Apenas me dieron de alta me echaron del canal. No querían tener en su pantalla un tipo con fama de falopero. No hubo despido ni despedida. En mi lugar pusieron a una vedetita del montón. El programa se fue a la mierda. Pero la imagen del canal siguió siendo inmaculada.

Ex rehabilitado

El falso psicólogo, que no era otra cosa que un ex falopero rehabilitado, siempre me preguntaba las mismas estupideces. “¿Estás limpio?”. “¿Tomaste algo?”. “¿Estás chupando mucho?”. ¿Y qué quería que le contestara? “No, no estoy limpio, estoy dándole a la falopa como un animal”. “Sí, me tomé cinco gramos antes de venir a la sesión”. “Sí, me emborracho todos los días desde las cinco de la tarde”. Los tipos que están en el curro de la rehabilitación están tan fisurados como uno.

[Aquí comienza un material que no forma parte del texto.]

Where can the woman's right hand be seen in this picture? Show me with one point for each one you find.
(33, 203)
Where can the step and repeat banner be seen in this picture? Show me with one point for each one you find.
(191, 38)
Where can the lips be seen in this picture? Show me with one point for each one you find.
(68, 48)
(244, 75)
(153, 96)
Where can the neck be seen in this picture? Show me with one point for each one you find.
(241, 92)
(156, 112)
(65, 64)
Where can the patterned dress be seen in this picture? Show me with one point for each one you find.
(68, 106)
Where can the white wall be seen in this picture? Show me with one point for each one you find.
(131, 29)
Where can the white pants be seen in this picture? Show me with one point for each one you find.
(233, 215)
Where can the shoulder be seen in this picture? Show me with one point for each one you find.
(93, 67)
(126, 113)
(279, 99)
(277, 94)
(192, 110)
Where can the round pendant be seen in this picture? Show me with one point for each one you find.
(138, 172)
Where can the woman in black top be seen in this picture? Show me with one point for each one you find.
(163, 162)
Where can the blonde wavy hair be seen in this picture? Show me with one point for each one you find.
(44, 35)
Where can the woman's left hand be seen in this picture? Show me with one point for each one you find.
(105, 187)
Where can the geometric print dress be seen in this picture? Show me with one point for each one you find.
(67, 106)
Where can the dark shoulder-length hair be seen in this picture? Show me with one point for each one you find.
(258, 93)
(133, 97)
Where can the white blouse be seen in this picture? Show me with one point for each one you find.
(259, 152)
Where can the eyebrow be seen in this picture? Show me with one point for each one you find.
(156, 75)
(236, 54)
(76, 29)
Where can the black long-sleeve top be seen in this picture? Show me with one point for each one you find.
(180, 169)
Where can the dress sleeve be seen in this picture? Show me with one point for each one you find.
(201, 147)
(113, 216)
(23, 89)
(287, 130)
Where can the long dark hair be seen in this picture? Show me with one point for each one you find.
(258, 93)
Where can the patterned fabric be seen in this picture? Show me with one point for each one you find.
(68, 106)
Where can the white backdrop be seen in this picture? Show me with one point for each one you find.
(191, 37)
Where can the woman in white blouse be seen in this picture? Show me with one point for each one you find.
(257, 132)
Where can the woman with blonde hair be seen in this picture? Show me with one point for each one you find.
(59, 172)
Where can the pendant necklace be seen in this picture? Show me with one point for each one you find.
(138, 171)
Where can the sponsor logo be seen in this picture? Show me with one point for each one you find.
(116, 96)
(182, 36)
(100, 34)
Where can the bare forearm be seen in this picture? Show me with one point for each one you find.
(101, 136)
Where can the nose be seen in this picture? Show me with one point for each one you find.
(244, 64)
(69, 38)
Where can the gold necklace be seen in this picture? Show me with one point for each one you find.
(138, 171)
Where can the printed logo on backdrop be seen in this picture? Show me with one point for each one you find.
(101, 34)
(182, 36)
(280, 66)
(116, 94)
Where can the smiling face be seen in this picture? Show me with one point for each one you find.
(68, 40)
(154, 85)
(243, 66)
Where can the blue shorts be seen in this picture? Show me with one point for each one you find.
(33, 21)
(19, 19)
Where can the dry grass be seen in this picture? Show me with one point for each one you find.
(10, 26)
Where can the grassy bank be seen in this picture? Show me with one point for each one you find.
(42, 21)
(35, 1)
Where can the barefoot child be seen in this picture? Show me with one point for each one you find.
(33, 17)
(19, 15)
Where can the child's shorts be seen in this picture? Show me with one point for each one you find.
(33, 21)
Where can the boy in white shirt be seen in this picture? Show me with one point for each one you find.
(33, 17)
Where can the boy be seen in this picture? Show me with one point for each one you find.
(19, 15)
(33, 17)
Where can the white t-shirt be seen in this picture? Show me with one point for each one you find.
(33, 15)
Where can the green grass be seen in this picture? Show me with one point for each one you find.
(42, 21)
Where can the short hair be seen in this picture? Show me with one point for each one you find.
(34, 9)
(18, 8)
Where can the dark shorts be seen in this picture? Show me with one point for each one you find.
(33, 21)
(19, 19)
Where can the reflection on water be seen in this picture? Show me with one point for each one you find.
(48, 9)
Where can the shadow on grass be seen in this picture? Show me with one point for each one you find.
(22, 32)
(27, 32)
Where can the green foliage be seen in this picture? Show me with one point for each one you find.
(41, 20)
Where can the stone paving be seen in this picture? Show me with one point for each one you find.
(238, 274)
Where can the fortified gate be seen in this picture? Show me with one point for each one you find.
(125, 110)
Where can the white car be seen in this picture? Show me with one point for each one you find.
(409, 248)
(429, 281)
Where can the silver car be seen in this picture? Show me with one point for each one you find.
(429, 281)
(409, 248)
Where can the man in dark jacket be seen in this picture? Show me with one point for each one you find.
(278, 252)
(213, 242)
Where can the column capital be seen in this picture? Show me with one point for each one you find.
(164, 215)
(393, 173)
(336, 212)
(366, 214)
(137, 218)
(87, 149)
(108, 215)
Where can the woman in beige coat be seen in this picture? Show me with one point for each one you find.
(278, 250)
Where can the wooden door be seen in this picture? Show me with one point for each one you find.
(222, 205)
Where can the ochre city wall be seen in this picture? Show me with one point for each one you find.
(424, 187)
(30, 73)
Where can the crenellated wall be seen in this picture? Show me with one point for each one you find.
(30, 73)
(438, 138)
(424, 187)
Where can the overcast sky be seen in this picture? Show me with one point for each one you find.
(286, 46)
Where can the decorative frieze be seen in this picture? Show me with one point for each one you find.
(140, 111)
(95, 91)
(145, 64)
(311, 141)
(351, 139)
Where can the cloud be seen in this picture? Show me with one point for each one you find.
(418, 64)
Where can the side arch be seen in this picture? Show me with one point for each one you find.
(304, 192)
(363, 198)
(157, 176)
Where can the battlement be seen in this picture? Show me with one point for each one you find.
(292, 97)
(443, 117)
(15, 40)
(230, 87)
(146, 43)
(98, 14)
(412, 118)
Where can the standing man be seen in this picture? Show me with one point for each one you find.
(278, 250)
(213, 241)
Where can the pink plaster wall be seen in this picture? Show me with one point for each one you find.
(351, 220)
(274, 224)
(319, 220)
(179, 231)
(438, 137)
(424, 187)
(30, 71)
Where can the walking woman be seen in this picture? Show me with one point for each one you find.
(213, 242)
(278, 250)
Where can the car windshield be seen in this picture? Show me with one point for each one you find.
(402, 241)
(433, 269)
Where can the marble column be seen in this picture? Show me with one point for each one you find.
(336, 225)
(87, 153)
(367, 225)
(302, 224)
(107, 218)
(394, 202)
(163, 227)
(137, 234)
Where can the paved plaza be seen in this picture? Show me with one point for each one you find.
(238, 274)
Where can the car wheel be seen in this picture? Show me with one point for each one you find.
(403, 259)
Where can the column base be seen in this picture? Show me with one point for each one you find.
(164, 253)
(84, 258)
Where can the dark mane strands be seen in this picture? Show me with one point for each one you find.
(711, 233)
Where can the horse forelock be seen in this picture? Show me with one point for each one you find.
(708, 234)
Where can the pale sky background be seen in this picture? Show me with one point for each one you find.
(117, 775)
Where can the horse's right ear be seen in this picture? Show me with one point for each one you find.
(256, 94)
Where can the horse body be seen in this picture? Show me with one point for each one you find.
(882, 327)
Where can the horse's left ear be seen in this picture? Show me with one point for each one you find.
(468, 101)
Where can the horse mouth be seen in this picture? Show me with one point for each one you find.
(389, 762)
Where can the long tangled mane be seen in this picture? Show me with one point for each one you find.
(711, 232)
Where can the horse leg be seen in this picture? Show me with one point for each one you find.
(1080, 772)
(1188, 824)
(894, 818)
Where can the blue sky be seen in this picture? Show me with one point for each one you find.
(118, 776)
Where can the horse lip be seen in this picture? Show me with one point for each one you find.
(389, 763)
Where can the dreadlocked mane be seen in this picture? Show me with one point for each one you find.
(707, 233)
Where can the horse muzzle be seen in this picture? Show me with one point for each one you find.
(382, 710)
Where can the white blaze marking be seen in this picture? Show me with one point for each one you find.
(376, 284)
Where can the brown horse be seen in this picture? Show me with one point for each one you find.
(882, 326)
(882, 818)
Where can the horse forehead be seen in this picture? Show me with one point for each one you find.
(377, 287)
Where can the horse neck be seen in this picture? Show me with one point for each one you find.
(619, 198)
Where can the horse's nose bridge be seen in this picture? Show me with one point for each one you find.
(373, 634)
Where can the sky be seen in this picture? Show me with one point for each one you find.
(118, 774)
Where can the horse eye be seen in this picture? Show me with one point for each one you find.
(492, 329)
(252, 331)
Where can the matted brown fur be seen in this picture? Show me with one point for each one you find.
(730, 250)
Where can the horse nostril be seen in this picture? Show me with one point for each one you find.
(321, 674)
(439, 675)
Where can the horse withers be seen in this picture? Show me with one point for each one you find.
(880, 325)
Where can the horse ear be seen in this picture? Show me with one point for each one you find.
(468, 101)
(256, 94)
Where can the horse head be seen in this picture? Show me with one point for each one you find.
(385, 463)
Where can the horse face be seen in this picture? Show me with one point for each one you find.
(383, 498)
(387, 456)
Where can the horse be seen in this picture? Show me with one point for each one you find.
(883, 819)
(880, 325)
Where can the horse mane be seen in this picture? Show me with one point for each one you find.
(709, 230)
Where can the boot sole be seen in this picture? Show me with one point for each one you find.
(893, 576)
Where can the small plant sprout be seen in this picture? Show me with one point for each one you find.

La única diferencia es que la fisura de ellos es con la abstinencia. “Hace seis años, tres meses, dos semanas, cinco días y una hora que no tomo”. Son tan dependientes como cuando tomaban, con la diferencia de que ahora disfrutan –y sufren– un poco menos.

Ex

“Una línea en honor al muerto”. La sirvió Alfonso después del abrazo, al otro día del entierro de mi padre. No tomaba nada desde el 9 de abril. Qué nostalgia que me dio verlo abrir la bolsita, poner la falopa arriba del compacto de The Cure, armar el canuto. No fue un pegue de éstos ni de aquellos. No me volvió a dar para el lado de la paranoia, pero tampoco para el lado de la alegría. Fue como uno de esos polvos que uno se manda con una ex, uno de esos polvos de compromiso que no hacen historia, uno de esos polvos que se encajan por piedad más que por calentura. Por espanto más que por amor. En el fondo, con las ex, la pasión nunca es la misma.